I think I'll have to accept a reduction in relevance scoring because of this. That's OK - the search feature isn't really a signature big deal, it's more of a convenience. I don't think it matters too much if the relevance scoring is a bit out of whack.

simonw commented 4 days ago

Note that response is always stored separately in the responses table - it's only prompt (of the two columns in the responses_fts table) that is affected by this new table design.

simonw commented 4 days ago

I think the migrations I added broke response_fts entirely, maybe by rewriting the rowid values when I ran .transform() to move some table columns around such that I need a new migration to re-index the table entirely.

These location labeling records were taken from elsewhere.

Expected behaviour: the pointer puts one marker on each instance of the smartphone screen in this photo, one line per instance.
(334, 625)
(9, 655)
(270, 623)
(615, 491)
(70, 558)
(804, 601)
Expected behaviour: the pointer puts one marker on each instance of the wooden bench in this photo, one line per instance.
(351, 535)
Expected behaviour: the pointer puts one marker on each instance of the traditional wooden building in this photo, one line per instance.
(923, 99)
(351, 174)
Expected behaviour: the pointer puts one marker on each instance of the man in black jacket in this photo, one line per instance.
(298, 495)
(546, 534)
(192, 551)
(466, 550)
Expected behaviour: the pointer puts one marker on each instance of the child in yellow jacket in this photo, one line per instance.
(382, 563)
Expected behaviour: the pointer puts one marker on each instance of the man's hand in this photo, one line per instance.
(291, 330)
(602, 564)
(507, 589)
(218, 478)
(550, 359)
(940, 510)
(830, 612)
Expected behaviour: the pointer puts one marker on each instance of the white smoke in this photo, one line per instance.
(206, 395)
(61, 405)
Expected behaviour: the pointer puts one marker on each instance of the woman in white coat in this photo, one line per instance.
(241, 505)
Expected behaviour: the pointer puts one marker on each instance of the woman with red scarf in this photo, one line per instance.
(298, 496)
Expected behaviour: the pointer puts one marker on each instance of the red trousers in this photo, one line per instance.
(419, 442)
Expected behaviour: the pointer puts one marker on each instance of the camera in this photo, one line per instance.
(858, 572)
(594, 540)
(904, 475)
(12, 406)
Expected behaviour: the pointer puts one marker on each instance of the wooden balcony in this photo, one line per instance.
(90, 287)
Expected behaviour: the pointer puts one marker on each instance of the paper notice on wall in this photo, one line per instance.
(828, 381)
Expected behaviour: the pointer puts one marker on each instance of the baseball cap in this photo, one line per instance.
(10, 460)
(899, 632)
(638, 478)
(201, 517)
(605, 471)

simonw commented 14 hours ago

Pushed my WIP to a branch: https://github.com/simonw/llm/commit/b2fce50aadae4a48f7eac64ab4417a806040a9e8

simonw commented 14 hours ago

I'm second-guessing the design for this feature again now.

As implemented this kicks in by magic if the prompt is longer than a certain threshold:

https://github.com/simonw/llm/blob/b2fce50aadae4a48f7eac64ab4417a806040a9e8/llm/models.py#L230-L236

This assumes that prompts and system prompts will be entirely duplicated occasionally.

But maybe that's not the smartest way to do this. What if instead these reusable contexts could be specified by the user directly and could even be concatenated together?

Imagine being able to do something like this:

llm -f readme.md -f docs/usage.md 'How do I install this?'

Here we are concatenating two files together. Those files could be stored in two records in contexts, which would allow them to be combined in different ways in the future while still avoiding duplicating storage for them.